Koreans do not like infectious diseases in the same sense that Glenn Beck does not like Nancy Pelosi. When I search for a descriptor, violent panic most often comes to mind. Fear of mad cow disease was so intense the ban on American beef only recently expired. I was asked quasi regularly if anyone I knew in America had died in the scourge of mad cow. Swine flu, or “shinjong influenza” as the worrying mothers were apt to mention every 14 seconds, was even more horrifying than mad cow. This resulted in millions of people walking the streets of Daegu with cotton masks, the sort you’d expect to see used against the Andromeda strain. Of course my friends were always astonished when I remarked that mad cow disease about as likely to kill you as falling meteors and that the dreaded swine flu had a fatality rate of between .01 and .03%.

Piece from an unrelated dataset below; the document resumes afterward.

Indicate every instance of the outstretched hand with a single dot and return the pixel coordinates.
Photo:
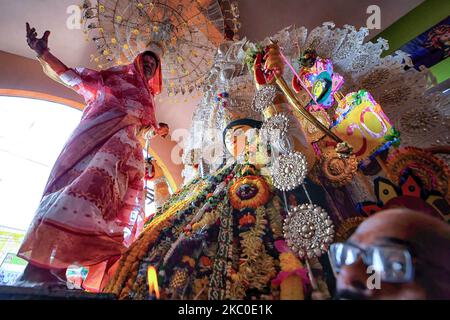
(38, 45)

However, they do not fear Kim Jong-il even one tenth as much as we do. Ask a Korean person if he or she fears invasion or nuclear bombardment and they will likely ask you from which country. Say North Korea and they will explain that the North is just making noise, like it always does. While my friends, family and family of friends were always sending us breathless letters and emails about the eminent doom from North Korea, my Korean friends usually didn’t know about the “international crisis” until either I or some other foreigner told them.